Aim: To report the results of a patient epidemiology model for multiple myeloma (MM) treatment by line of therapy (LOT) in the USA. Materials & methods: Surveillance, Epidemiology and End Results registry data and physician surveys were combined to project the incidence, prevalence and the number of MM patients treated with systemic therapy by LOT between 2020 and 2025. Results: Projected complete MM prevalence in the USA in 2020 was 144,922, increasing to 162,339 in 2025. Corresponding unique MM patients by LOT in 2020 were: 53,176 (1st; minimum–maximum: 47,304–59,212), 19,407 (2nd; 15,935–23,273), 6,481 (3rd; 5143–8877), 1649 (4th; 1146–2667) and 426 (5th; 217–876). Conclusion: MM incidence and prevalence by LOT is projected to continue to increase in the USA between 2020 and 2025.

Supplementary data

To view the supplementary data that accompany this paper please visit the journal website at: www.tandfonline.com/doi/suppl/10.2217/fon-2020-0970

Author contributions

G Kanas, C Hogea, L Sansbury, O Clark, K Keeven and K Nersesyan idealized the study, drafted the protocol, interpreted data and wrote the manuscript. G Kanas, C Hogea, K Keeven and K Nersesyan developed the method of analysis and did the epidemiological modeling. All authors participated and agreed with the final results and approved the final version of the paper.

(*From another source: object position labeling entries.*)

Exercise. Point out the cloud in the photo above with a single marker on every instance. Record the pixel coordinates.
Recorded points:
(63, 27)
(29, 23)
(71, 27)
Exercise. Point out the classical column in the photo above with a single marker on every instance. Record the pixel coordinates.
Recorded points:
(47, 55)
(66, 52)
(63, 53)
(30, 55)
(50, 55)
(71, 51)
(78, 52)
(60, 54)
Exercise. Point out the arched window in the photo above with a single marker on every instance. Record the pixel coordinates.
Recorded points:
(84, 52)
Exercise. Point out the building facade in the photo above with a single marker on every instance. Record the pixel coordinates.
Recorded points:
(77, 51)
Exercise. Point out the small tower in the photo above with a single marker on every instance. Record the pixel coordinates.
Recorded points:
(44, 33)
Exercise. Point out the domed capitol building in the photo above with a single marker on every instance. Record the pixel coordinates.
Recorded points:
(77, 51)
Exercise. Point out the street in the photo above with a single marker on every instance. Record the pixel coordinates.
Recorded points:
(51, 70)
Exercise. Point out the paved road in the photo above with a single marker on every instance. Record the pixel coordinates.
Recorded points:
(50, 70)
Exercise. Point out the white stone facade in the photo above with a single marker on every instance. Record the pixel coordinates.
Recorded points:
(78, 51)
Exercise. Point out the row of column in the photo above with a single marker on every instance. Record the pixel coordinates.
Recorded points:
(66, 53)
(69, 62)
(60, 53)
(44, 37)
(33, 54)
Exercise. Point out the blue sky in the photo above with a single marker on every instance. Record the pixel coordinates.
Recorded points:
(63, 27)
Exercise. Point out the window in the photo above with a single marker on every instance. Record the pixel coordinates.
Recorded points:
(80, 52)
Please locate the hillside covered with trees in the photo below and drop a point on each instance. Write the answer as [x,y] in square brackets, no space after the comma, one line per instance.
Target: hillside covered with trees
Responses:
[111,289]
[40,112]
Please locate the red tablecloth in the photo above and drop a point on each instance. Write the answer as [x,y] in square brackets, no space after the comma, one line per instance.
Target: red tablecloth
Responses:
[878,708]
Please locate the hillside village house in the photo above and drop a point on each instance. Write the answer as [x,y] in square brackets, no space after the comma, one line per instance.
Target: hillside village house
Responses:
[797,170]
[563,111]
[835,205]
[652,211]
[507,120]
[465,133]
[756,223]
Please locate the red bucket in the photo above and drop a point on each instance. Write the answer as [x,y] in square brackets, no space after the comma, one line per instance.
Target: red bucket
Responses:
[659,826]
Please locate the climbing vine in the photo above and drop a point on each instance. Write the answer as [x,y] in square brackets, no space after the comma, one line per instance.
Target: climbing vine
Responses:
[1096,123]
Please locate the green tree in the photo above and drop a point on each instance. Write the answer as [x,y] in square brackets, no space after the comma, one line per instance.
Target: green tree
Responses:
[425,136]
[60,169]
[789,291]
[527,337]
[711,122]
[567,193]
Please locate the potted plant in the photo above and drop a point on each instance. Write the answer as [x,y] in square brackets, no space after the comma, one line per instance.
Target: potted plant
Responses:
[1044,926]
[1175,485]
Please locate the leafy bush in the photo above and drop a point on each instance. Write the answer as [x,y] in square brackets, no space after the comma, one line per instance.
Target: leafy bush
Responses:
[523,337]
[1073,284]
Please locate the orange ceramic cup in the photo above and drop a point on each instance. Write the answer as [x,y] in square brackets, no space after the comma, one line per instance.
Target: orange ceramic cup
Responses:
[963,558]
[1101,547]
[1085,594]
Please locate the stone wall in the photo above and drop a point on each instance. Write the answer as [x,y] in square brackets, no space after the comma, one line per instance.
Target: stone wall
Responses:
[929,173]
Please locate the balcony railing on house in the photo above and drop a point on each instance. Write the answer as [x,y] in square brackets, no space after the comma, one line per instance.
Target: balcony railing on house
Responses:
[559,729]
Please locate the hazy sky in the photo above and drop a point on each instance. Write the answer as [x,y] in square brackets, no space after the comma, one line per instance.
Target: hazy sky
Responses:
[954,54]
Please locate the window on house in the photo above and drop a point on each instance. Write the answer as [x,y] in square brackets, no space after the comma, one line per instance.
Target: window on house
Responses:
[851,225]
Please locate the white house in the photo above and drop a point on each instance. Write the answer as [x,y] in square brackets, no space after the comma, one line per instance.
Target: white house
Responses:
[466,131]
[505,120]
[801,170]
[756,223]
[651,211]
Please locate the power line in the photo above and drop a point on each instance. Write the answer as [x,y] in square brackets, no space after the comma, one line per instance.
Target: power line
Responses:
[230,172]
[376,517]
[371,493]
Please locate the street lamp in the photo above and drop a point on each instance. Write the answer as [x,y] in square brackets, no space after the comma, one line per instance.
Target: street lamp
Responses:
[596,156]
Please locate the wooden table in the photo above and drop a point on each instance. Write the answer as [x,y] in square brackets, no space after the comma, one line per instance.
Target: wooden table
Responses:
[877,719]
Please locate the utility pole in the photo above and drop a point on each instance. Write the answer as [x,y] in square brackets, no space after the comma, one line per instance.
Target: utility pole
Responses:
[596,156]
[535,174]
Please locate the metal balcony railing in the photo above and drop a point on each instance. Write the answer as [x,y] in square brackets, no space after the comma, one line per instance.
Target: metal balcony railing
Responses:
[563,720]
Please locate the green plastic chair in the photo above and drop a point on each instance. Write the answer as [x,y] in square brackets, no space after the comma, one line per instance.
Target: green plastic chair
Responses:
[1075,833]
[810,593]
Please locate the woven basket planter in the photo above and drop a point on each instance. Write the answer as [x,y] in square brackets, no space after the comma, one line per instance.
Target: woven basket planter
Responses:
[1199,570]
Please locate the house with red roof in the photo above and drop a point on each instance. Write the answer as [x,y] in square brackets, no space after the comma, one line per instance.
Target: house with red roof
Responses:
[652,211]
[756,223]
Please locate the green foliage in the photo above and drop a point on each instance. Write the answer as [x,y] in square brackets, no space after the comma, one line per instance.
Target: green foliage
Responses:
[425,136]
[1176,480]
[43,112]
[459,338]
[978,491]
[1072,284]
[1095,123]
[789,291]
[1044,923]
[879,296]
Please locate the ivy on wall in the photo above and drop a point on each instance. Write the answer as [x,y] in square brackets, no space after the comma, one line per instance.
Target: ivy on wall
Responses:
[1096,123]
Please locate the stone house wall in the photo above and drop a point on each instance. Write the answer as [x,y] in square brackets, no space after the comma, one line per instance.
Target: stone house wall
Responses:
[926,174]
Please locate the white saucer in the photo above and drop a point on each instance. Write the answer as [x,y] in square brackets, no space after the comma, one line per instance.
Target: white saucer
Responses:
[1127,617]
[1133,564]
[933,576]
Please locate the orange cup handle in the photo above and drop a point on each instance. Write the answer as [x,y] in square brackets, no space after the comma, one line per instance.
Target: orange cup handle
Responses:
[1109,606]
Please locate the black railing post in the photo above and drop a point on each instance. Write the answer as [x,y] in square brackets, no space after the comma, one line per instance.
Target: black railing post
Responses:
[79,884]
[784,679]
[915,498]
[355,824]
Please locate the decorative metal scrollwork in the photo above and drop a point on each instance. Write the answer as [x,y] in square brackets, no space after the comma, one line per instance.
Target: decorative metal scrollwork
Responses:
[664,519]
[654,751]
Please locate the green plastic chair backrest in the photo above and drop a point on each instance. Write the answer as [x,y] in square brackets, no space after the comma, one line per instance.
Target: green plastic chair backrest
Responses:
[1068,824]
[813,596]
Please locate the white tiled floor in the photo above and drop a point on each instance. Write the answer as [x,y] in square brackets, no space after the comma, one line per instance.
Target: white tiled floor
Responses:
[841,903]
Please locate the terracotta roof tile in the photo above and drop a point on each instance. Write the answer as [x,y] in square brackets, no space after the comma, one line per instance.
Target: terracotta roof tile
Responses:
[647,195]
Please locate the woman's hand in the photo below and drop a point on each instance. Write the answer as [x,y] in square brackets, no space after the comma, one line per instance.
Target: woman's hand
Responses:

Financial & competing interests disclosure

The authors would like to acknowledge the financial support of GSK for the development of this work. Financial support was provided by GlaxoSmithKline. Authors from Kantar (G Kanas, O Clark, K Keeven and K Nersesyan) are employed by Kantar, a global consultancy company that acts in the healthcare market and have as clients: pharmaceutical companies, health insurance companies and hospitals. L Sansbury and C Hogea are employees of GSK, a global pharmaceutical company that manufactures a medicine used in MM treatment. The authors have no other relevant affiliations or financial involvement with any organization or entity with a financial interest in or financial conflict with the subject matter or materials discussed in the manuscript apart from those disclosed.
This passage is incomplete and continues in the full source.